Recovery varies by clinician and case, including whether an implant is placed and whether the surgery is immediate or delayed reconstruction. Many people need a period of limited activity while incisions heal and swelling decreases. Return to work and exercise depends on job demands and the surgical team’s protocol.

Q: How long does the reconstruction last?
The transferred tissue is living tissue and is generally intended to provide durable coverage and contour. However, shape and symmetry can change over time with aging, weight changes, and healing patterns. If an implant is used, implant longevity and follow-up needs vary by material and manufacturer.
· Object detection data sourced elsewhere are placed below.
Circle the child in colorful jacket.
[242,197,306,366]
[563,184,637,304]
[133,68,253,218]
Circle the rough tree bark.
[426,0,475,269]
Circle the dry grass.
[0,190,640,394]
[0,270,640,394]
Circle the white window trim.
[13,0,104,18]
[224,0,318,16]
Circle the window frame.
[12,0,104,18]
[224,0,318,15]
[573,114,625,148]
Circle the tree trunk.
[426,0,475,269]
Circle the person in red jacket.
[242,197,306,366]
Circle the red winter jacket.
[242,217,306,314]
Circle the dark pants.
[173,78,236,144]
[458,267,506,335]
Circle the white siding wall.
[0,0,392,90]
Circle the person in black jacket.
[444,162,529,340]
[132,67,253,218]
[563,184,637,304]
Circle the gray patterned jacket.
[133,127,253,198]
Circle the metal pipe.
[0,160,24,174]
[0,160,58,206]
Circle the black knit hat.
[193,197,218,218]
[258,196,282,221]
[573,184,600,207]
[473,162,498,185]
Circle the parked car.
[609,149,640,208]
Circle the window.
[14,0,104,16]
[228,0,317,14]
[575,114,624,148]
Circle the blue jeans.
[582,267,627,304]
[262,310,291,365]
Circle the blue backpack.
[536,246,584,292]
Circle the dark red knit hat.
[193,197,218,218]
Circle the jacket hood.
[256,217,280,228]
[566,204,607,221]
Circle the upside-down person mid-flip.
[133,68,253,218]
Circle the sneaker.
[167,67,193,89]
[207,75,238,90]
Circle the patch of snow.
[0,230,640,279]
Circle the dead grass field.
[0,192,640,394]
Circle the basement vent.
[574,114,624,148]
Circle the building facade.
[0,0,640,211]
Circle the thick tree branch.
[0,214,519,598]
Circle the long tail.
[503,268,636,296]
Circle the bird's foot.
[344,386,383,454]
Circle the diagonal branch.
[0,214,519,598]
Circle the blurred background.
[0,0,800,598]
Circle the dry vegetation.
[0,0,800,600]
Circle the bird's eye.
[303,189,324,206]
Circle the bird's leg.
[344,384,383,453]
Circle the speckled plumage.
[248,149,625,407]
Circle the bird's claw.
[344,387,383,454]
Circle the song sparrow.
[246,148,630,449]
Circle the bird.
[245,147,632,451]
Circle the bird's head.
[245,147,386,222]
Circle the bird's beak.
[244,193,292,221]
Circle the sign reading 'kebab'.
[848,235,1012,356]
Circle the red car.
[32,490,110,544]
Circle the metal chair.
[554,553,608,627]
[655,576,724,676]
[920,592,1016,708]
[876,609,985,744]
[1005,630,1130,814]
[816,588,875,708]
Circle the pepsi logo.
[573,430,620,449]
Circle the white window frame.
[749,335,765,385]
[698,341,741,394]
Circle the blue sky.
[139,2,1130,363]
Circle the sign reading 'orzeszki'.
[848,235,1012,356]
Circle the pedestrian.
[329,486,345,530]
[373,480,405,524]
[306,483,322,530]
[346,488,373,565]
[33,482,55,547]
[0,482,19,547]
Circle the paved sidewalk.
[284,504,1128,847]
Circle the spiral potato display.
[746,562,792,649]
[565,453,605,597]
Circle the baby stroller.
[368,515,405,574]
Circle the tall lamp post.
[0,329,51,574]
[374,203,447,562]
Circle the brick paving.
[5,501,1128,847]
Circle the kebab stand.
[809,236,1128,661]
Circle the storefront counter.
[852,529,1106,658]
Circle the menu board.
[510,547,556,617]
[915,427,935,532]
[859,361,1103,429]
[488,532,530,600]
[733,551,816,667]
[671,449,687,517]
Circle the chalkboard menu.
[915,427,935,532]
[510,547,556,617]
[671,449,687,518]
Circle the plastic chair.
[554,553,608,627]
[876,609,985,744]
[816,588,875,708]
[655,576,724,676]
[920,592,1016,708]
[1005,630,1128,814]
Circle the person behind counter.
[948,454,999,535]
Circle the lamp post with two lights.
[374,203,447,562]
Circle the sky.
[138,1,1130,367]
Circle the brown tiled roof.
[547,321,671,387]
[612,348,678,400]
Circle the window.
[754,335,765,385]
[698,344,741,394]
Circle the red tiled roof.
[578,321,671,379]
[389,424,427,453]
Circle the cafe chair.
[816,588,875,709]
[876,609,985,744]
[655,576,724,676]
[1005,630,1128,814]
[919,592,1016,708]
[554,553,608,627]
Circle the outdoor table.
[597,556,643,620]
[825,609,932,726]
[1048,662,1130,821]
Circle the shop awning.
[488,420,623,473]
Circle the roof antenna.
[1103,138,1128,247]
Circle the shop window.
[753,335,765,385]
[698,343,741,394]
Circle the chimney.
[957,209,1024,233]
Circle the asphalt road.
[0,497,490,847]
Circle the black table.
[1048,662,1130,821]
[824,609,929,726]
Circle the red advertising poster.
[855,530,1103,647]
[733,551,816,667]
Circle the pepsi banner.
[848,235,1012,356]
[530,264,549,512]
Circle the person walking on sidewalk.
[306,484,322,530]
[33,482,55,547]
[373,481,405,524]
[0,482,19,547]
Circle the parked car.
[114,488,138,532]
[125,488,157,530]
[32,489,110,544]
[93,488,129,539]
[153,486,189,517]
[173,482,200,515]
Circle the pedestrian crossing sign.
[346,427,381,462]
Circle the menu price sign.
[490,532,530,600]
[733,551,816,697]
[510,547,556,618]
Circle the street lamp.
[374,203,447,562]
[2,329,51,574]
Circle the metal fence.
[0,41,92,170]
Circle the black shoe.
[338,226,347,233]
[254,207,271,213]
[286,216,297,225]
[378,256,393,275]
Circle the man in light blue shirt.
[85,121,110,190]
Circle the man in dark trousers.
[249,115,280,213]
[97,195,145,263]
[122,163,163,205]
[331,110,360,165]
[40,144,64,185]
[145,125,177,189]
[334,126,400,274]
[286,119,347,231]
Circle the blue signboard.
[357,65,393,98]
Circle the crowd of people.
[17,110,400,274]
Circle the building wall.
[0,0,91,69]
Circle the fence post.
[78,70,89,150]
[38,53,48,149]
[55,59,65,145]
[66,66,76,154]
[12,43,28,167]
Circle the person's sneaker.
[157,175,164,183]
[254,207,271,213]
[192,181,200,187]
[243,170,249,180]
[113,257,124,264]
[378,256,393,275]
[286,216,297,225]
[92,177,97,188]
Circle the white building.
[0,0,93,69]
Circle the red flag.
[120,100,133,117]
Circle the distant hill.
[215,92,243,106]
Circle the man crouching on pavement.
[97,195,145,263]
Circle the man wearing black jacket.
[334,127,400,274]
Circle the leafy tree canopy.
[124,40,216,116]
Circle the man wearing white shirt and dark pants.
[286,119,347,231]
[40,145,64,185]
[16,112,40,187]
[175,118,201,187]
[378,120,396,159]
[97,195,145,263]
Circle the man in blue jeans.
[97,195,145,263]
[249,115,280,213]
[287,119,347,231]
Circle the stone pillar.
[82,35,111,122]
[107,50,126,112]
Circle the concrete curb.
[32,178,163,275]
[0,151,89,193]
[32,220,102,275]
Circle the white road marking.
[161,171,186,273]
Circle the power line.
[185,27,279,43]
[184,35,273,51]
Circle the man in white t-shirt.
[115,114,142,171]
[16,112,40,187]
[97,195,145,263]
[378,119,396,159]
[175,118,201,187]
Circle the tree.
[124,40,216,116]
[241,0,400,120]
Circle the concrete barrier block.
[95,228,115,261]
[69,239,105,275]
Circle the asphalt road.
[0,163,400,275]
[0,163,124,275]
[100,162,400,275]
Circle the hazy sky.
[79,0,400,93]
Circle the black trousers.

Q: Is latissimus dorsi flap considered “safe”?
All surgeries have risks, and safety depends on patient health, surgical complexity, and the treating team’s experience. A latissimus dorsi flap is a well-established reconstructive option, but complications can occur, including donor-site fluid collections, wound healing issues, or the need for additional procedures.

Q: Will the procedure affect shoulder strength or movement?
It can. Because the latissimus dorsi is involved in certain shoulder movements, some patients notice weakness, tightness, or fatigue, especially early on. The degree and duration of functional change vary based on how much muscle is used, baseline fitness, rehabilitation approach, and individual healing.

Q: What is the typical cost range?
Costs vary widely by country, facility, surgeon, anesthesia, hospital stay, and whether the surgery is reconstructive or cosmetic. Additional factors include implants/expanders, imaging, pathology (when relevant), and revision procedures. For accurate estimates, clinics typically provide itemized quotes after an assessment.

Q: Can a latissimus dorsi flap be used after radiation therapy?
It is sometimes used in patients who have had radiation because it can bring healthier tissue into an area where skin and soft tissue may be tighter or less elastic. Suitability depends on the timing of radiation, tissue condition, and the overall reconstructive plan. Decisions are individualized and vary by clinician and case.

Q: Does it always require an implant for breast reconstruction?
Not always. Some techniques aim to create enough volume using the flap tissue alone, while others commonly pair the flap with an implant or expander to reach the desired size. The need for an implant depends largely on body type, tissue availability, and reconstructive goals.